Les parents et la soeur de la victime, Carlo Giuliani, reprochent principalement à l'Italie d'avoir violé le droit à la vie, l'interdiction des traitements inhumains et le droit à un procès équitable inscrits dans la Convention européenne des droits de l'homme.

Ils avaient été entendus le 5 décembre dernier par les juges de Strasbourg après l'introduction de leur requête le 18 juin 2002.

Carlo Giuliani, 23 ans, avait trouvé la mort le 20 juillet 2001 à Gênes lors de violents affrontements entre carabiniers et militants altermondialistes, en marge du sommet des huit pays les plus industrialisés (G8).
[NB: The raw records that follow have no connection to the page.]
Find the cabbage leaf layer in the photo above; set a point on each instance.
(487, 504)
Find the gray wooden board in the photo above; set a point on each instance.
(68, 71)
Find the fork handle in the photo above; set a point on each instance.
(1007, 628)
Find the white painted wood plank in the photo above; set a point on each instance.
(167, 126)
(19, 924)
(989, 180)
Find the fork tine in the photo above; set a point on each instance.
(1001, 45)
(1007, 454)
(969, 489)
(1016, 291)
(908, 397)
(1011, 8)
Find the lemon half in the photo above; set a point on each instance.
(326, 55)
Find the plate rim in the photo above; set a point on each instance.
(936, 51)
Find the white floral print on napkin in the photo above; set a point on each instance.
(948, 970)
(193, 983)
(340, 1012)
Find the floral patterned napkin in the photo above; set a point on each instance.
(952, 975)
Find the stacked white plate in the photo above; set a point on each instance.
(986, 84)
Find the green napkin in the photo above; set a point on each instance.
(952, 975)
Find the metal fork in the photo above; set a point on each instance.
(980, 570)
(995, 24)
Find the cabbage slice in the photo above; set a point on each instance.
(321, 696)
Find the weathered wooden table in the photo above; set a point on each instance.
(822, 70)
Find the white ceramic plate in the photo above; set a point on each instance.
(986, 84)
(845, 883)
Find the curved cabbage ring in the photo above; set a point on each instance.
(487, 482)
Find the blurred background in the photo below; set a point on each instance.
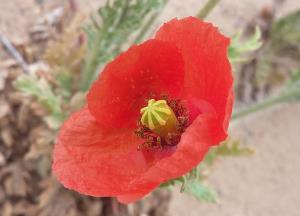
(50, 52)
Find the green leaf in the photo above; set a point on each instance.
(281, 52)
(110, 31)
(42, 91)
(201, 192)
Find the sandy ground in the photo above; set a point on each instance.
(266, 184)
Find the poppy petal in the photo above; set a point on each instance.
(153, 67)
(208, 73)
(194, 144)
(94, 162)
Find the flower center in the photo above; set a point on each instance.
(161, 124)
(159, 118)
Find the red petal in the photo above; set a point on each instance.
(94, 162)
(208, 73)
(116, 98)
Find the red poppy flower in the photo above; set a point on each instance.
(98, 152)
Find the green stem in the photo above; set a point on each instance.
(203, 13)
(262, 105)
(145, 29)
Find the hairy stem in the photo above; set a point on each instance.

Lors d'une manifestation autorisée, une jeep des carabiniers avait été la cible de jets de pierres de la part des manifestants. L'un des carabiniers avait alors fait usage de son arme, atteignant Carlo Giuliani en pleine tête. En mai 2003, la justice italienne classa la procédure sans suite.

Invoquant l'article 2 (droit à la vie) de la Convention européenne des Droits de l'Homme, la famille Giuliani estime que le décès de Carlo est dû à un usage excessif de la force. Elle considère que l'organisation des opérations de maintien et de rétablissement de l'ordre public n'était pas adéquate.

Les trois requérants se plaignent aussi qu'il n'y ait pas eu une enquête effective du fait notamment de l'absence d'audition de certains témoins.